In Fig. 9, there is shown the absorption coefficient of the 0.20-mm thick KBBF crystal which corresponds to the 0.37-mm optical path length. In the prism-coupled device, the surface is CaF₂ and the loss in the interface between KBBF and CaF₂ is added, resulting in β = 3%. In Fig. 9, the curve of the 0.23-mm thick sample is also shown for the comparison. Both curves seem to agree well with each other and would show the uncertainty of the method to deduce the absorption coefficient from the transmission curve.
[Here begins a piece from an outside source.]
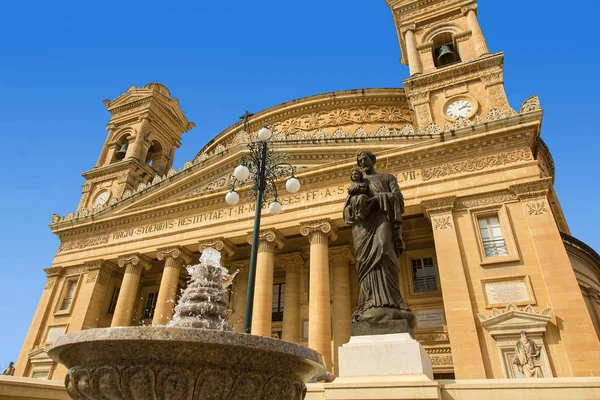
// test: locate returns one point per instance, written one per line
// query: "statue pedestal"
(377, 355)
The thickness of KBBF in the prism-coupled device we used in the 5ω experiment was 0.86 mm. However only the thin exit region of KBBF can contribute to the 5ω generation, while the 5ω generated in the entrance part of KBBF will be absorbed completely around the absorption edge. Therefore the effective thickness is quite thin like the crystal (2)-2 whose absorption edge is down to 147 nm. This is the reason why the 149.8 nm light was generated.
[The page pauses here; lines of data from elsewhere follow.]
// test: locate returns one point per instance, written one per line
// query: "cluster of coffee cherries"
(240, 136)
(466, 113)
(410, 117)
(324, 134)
The spectrophotometer does not contain a cryostat. Unfortunately we cannot measure the temperature dependence of the absorption edge. Therefore, we cannot decide whether the absorption edge is due to Urbach tail (intrinsic) or impurities. Even if the absorption edge move to the shorter wavelength at a low temperature, we cannot apply to a prism-coupled device because it will be broken by the heat stress at a liquid N₂ temperature as was experienced in the previous paper [5].

7. Discussion

Although the absorption edge does not seem to move to the shorter wavelength for these years, thicker KBBF crystals become possible and the quality of optical contact was improved. In the previous report [5], we used BBO instead of KBBF for the 4ω generation because of low quality in the optical contact between KBBF and CaF₂. In the present work, the output power at 4ω (187.3 nm) reaches 160 mW at 6 kHz by using a prism-coupled KBBF device. The improvement of a prism-coupled device also contributed to the 5ω generation and enabled the generation of coherent radiation below 150 nm. Another reason for the present break through to the shorter wavelength is the use of the short pulse driving source. In [5], Kanai et al., the pulse widths at ω and 5ω were 16 ns and 9.7 ns respectively, while they were 1.2 ns at ω and 0.4 ns at 5ω in the present work respectively. These short pulses also contributed to the generation of lights below 150 nm.

8. Conclusion

The 149.8 nm light was generated by sum frequency mixing in KBBF by using the fundamental with its forth harmonic of a 6 kHz Ti:sapphire laser. The wavelength is the shortest ever obtained to our knowledge by phase matching in nonlinear crystals. The output powers were 3.6 μW at 149.8 nm and 110 μW at 154.0 nm respectively. The phase matching angles were measured in the wide range (149.8 – 158.1 nm) resulting in the discrepancy by 3-4° to the calculation based on the Sellmeier equation. The optical transmission spectra of some KBBF crystals were measured by the spectrophotometer. The transmittance near the absorption edge support the generation of coherent radiation below 150 nm.